Ce pur et toni­truant exer­cice de style nous trans­porte à la fin des seven­ties. Après une très courte intro­duc­tion, nous péné­trons dans un entre­pôt désaf­fec­té que nous ne quit­te­rons plus. Unité de temps, de lieu, d’action : des com­bat­tants de l’IRA sont mis en contact avec des mar­chands d’armes. Une dizaine de per­son­nages, tous plus intenses et cari­ca­tu­raux les uns que les autres. Les chefs ont de gros ego, les sous-fifres ne brillent pas par leur intel­li­gence, bref, inutile de vous dire que rien ne se pas­se­ra comme pré­vu. Rapidement, TRÈS rapi­de­ment, la tran­sac­tion vire­ra à l’affrontement péta­ra­dant et, croyez-moi, le titre du film n’est pas à prendre à la légère!

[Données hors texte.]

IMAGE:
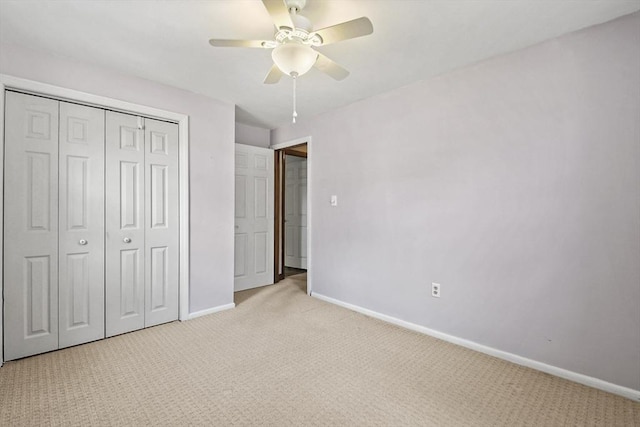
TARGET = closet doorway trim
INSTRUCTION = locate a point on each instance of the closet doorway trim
(63, 94)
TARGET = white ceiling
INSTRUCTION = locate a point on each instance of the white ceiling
(167, 41)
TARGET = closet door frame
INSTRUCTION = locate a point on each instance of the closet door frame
(64, 94)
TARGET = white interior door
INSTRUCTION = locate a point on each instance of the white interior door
(31, 225)
(253, 260)
(125, 223)
(81, 224)
(161, 219)
(295, 201)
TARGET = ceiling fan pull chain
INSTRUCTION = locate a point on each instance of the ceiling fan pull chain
(295, 113)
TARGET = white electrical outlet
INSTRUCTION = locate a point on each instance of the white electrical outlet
(435, 290)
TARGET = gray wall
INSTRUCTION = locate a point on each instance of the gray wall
(251, 135)
(513, 183)
(211, 157)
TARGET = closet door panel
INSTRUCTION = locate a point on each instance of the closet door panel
(81, 210)
(161, 222)
(125, 224)
(31, 225)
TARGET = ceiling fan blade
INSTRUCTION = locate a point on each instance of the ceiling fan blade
(347, 30)
(279, 13)
(331, 68)
(274, 75)
(240, 43)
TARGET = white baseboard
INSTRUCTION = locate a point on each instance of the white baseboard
(210, 311)
(629, 393)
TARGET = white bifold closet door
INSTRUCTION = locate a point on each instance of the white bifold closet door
(54, 225)
(253, 258)
(142, 223)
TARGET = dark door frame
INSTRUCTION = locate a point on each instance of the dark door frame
(279, 194)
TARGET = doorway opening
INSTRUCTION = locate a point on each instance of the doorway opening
(291, 212)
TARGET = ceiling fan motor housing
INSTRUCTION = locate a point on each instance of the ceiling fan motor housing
(297, 5)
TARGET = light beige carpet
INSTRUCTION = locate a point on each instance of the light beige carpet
(283, 358)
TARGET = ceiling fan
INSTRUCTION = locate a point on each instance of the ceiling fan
(293, 52)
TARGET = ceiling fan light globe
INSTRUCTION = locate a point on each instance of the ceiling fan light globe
(294, 58)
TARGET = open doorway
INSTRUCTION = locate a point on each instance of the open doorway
(291, 212)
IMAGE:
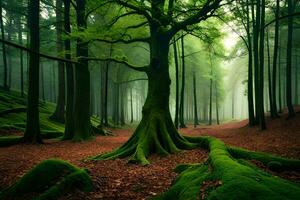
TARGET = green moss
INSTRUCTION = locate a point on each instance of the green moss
(17, 121)
(6, 141)
(50, 179)
(238, 180)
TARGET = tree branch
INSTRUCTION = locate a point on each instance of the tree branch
(141, 69)
(38, 53)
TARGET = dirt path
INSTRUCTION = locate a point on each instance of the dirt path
(119, 180)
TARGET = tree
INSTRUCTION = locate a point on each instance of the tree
(156, 132)
(59, 113)
(196, 121)
(5, 85)
(82, 126)
(69, 120)
(181, 107)
(32, 132)
(289, 61)
(275, 56)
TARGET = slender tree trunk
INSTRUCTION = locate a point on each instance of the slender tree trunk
(252, 120)
(210, 92)
(131, 106)
(275, 56)
(217, 103)
(59, 113)
(196, 121)
(69, 120)
(289, 61)
(296, 80)
(4, 55)
(280, 82)
(176, 83)
(269, 78)
(82, 124)
(42, 81)
(21, 56)
(9, 33)
(262, 122)
(256, 26)
(32, 131)
(106, 90)
(181, 115)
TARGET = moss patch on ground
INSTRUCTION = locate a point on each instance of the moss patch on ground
(235, 178)
(50, 179)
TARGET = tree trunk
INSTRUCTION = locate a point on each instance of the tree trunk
(252, 120)
(256, 26)
(82, 124)
(181, 112)
(32, 132)
(176, 83)
(289, 61)
(21, 56)
(42, 82)
(217, 103)
(275, 59)
(4, 57)
(156, 132)
(269, 78)
(131, 106)
(210, 92)
(196, 121)
(69, 120)
(262, 122)
(59, 113)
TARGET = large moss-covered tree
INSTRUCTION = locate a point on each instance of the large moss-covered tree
(59, 113)
(156, 132)
(32, 132)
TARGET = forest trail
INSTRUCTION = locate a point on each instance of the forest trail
(115, 179)
(281, 137)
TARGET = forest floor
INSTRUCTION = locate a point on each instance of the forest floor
(116, 179)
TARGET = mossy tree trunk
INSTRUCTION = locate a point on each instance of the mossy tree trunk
(181, 108)
(289, 61)
(196, 121)
(5, 84)
(177, 83)
(82, 126)
(32, 132)
(156, 132)
(59, 113)
(69, 120)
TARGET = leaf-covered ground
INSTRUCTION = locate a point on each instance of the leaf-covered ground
(115, 179)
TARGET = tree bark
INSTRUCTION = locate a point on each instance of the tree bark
(275, 56)
(196, 121)
(251, 116)
(289, 61)
(176, 83)
(181, 112)
(4, 55)
(59, 113)
(69, 120)
(82, 124)
(262, 122)
(32, 132)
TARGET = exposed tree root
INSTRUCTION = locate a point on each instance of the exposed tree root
(50, 179)
(237, 179)
(155, 134)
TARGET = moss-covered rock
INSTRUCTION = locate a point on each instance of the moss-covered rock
(236, 180)
(50, 179)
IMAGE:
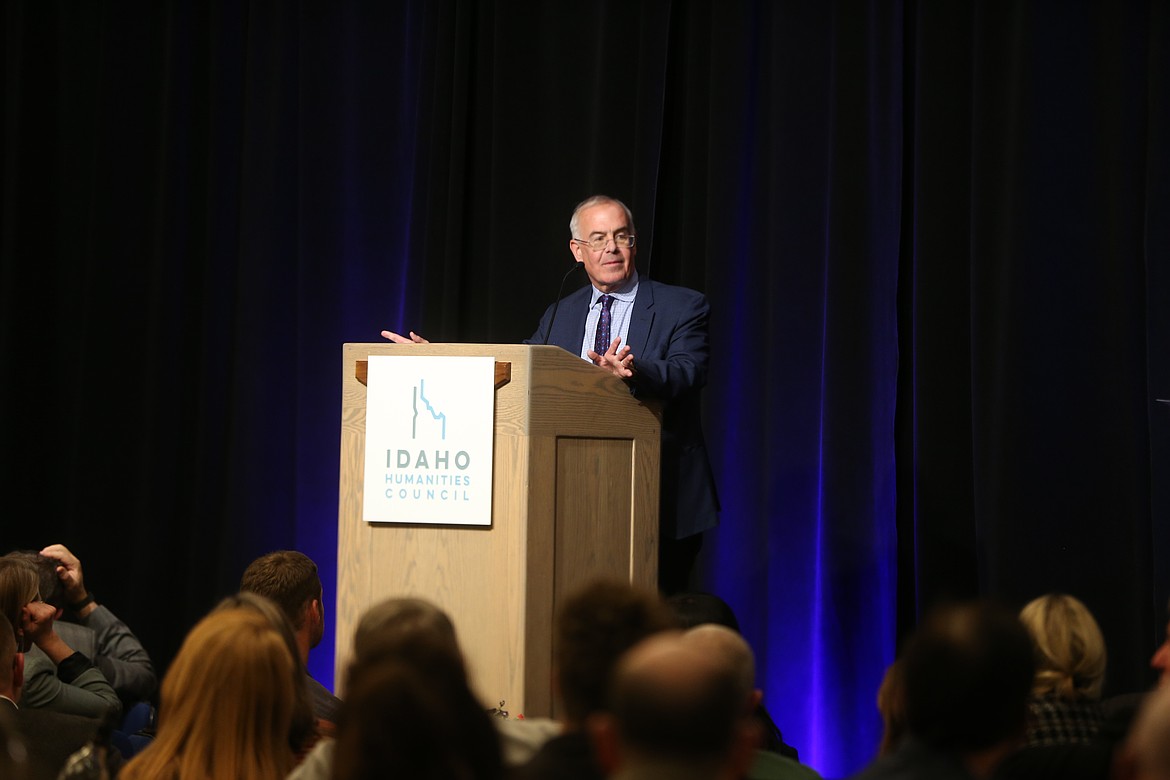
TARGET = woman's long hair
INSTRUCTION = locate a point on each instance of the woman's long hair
(1069, 648)
(226, 704)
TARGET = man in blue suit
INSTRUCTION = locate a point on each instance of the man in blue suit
(653, 337)
(656, 342)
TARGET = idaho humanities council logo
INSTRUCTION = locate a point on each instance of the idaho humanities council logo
(428, 440)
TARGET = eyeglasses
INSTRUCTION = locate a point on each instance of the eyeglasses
(618, 239)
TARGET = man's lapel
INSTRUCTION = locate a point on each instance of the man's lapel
(641, 319)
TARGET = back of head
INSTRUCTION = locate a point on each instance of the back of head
(7, 655)
(694, 608)
(288, 578)
(670, 701)
(594, 627)
(19, 585)
(729, 650)
(1069, 648)
(400, 620)
(967, 675)
(47, 574)
(403, 722)
(303, 729)
(226, 705)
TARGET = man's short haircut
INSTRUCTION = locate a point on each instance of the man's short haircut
(288, 578)
(594, 627)
(399, 620)
(597, 200)
(968, 672)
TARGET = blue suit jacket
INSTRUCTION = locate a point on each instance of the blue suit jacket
(668, 339)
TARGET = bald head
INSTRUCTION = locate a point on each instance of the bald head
(669, 698)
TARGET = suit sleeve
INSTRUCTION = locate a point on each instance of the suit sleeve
(75, 687)
(680, 365)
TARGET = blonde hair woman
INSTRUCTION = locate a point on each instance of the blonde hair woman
(1071, 660)
(226, 706)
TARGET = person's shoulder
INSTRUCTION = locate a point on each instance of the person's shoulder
(674, 295)
(773, 766)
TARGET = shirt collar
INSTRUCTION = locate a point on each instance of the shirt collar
(625, 292)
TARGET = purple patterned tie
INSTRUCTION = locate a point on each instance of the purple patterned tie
(601, 342)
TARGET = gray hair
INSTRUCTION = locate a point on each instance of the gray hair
(598, 200)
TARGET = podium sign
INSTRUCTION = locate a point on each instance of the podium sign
(429, 440)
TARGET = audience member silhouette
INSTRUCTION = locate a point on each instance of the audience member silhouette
(696, 608)
(1064, 738)
(38, 741)
(674, 711)
(61, 678)
(596, 625)
(90, 627)
(227, 704)
(1071, 661)
(304, 727)
(412, 635)
(731, 651)
(410, 713)
(290, 579)
(967, 675)
(1146, 753)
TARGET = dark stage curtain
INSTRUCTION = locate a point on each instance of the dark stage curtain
(935, 237)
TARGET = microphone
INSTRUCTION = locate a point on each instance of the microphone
(556, 305)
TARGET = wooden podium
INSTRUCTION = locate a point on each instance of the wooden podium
(575, 495)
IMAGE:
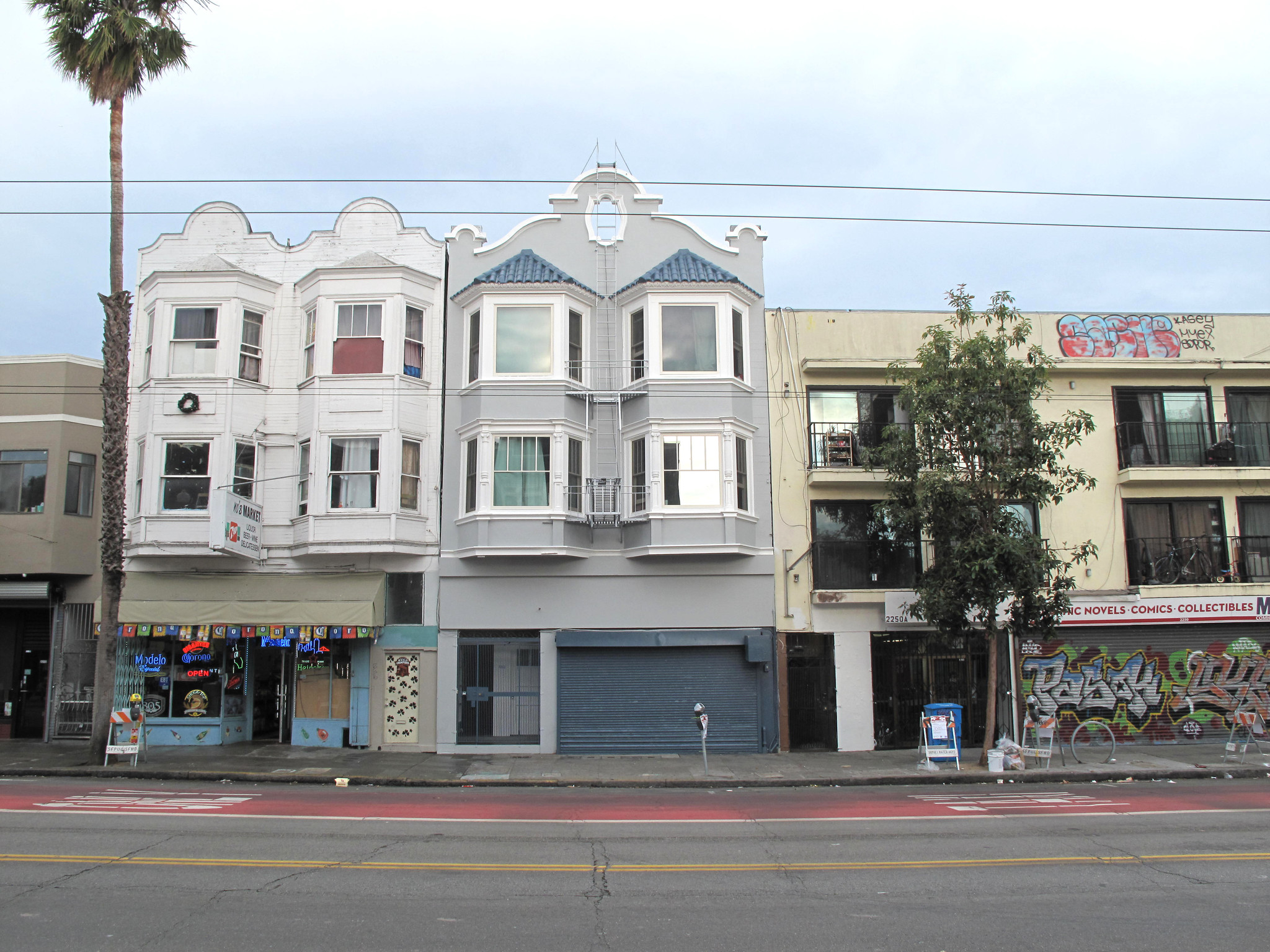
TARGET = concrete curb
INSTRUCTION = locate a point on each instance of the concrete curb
(925, 778)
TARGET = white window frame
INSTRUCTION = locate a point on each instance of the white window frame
(304, 472)
(173, 340)
(487, 436)
(255, 466)
(654, 488)
(164, 477)
(378, 474)
(404, 475)
(244, 348)
(724, 304)
(559, 304)
(309, 350)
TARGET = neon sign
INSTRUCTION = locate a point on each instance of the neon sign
(149, 664)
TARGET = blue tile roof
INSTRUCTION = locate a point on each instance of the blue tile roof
(685, 267)
(525, 268)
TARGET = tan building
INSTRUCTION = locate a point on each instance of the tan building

Free Fire est un jeu de mas­sacre en cir­cuit fer­mé façon The Hateful Eight, sauf que nous sommes ici en 1978 au lieu de 1878, et dans une usine au lieu d’une auberge. Toujours aus­si rock’n’roll, Ben Wheatley plonge tête pre­mière dans une époque très codi­fiée. Visuellement, le résul­tat est bien sym­pa­thique : ciga­rettes, lumières satu­rées, orgie de mous­taches et de vieilles voi­tures, cols pelle à tarte et accents à cou­per au cou­teau. Attachez votre tuque pour com­prendre ceux-ci d’ailleurs, d’autant plus que l’action étant hau­te­ment répé­ti­tive, tout le sel se trouve dans les dia­logues. Enfin, si vous réus­sis­sez à cap­ter ceux-ci au tra­vers de l’orgie de « Fuck Fuck Fuck » et autres joyeu­se­tés.

Comme High-Rise, c’est long, claus­tro­pho­bique, trem­pé d’humour noir, super confus, ennuyeux à la longue; mais contrai­re­ment à High-Rise, c’est assez conve­nu. Malgré son aspect tape-à-l’œil et sur­clin­quant, ce der­nier pou­vait comp­ter sur la « pro­fon­deur » de ses thèmes de science-fiction, cri­tique sociale à la clef. On sent que Ben Wheatley a cette fois-ci vou­lu se faire plai­sir avec un pro­jet moins ambi­tieux et sim­ple­ment jubi­la­toire. Mais mal­heu­reu­se­ment, l’accumulation des coups de feu jusqu’à la nau­sée n’est peut-être pas le grain de folie qui fait toute la dif­fé­rence…

Free Fire est pré­sen­te­ment à l’affiche à Montréal.